Svolta salutista degli italiani che a tavola quest’anno hanno aumentato i consumi dei prodotti base della dieta mediterranea. Il primo semestre del 2025 evidenzia infatti un quadro di particolare vitalità per i prodotti freschi che tornano al centro delle scelte delle famiglie, riflettendo una crescente attenzione alla qualità, alla salubrità e alla sostenibilità dell’alimentazione quotidiana. La spesa degli italiani è cresciuta del 5,2% rispetto allo stesso periodo dell’anno precedente, dopo il +2% del 2024, sullo stesso periodo dello scorso anno secondo l’Ismea. In particolare gli incrementi in quantità più significativi vanno dal +5% degli ortaggi freschi al +8% per le uova, dal +7% per il miele al +6% per la carne di pollo, dal +4% per il pesce fresco al +5% per i formaggi freschi e per il pane.
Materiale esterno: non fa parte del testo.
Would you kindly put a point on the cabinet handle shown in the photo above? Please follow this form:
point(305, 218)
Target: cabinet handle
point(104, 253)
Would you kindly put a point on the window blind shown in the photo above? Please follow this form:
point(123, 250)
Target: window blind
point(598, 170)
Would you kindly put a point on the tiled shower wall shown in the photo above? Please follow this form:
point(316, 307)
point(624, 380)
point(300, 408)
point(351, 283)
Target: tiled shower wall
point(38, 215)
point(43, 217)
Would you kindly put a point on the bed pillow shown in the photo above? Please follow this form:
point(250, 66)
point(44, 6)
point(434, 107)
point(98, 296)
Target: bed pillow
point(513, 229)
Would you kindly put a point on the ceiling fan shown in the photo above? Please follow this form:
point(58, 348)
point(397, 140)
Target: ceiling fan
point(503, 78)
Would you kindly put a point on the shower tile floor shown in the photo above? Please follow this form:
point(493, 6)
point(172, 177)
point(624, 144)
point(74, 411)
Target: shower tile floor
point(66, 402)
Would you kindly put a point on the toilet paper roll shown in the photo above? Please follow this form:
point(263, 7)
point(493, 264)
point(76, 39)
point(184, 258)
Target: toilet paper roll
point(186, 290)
Anche se di poco ad aumentare del 2% in quantità sono anche la pasta fresca, le conserve di pomodoro e la frutta fresca ma è soprattutto l’olio extravergine di oliva a registrare le migliori performance con un balzo del 15%. Una tendenza che arriva proprio alla vigilia del verdetto ufficiale per il riconoscimento della cucina italiana quale Patrimonio Culturale Immateriale dell’Umanità Unesco, il prossimo 10 dicembre a Nuova Delhi, come annunciato dal ministro dell’Agricoltura, della Sovranità alimentare e delle Foreste, Francesco Lollobrigida che parla di «grande e meritato traguardo».
Kennedy
Una “promozione” attesa proprio nel momento in cui sembra che l’Unione Europea si prepari tassare i cibi spazzatura secondo la bozza del Cardiovascular Health Plan, il nuovo piano per la salute cardiovascolare che la Commissione europea presenterà a dicembre, secondo Euractiv. L’Unione non è intervenuta fino a ora sull’assunzione diffusa di alimenti ultraprocessati ad alto contenuto di grassi, zuccheri e sale, contro i quali negli Usa è in atto una vera e proprio campagna dissuasiva promossa dal capo del dipartimento della Salute Robert Kennedy Jr, nipote del presidente assassinato Jfk. La bozza di testo della Commissione Europea attribuisce a questi fattori un peso importante della spesa sanitaria e definisce la prevenzione come la misura «più efficace dal punto di vista dei costi». In quest’ottica, il commissario europeo alla Salute Olivér Várhelyi propone per la prima volta l’introduzione di prelievi Ue su prodotti alimentari ultraprocessati a partire dal 2026 perché «le malattie non trasmissibili si combattono anche a tavola: servono politiche che promuovano cibi sani, locali e sostenibili, contrastando la diffusione dei prodotti ultraprocessati». «La dieta mediterranea è una risposta concreta e scientificamente riconosciuta per proteggere la salute globale», aveva dichiarato recentemente Luigi Scordamaglia, amministratore delegato di Filiera Italia all’udienza interattiva multilaterale delle Nazioni Unite presso il quartier generale dell’Onu a New York.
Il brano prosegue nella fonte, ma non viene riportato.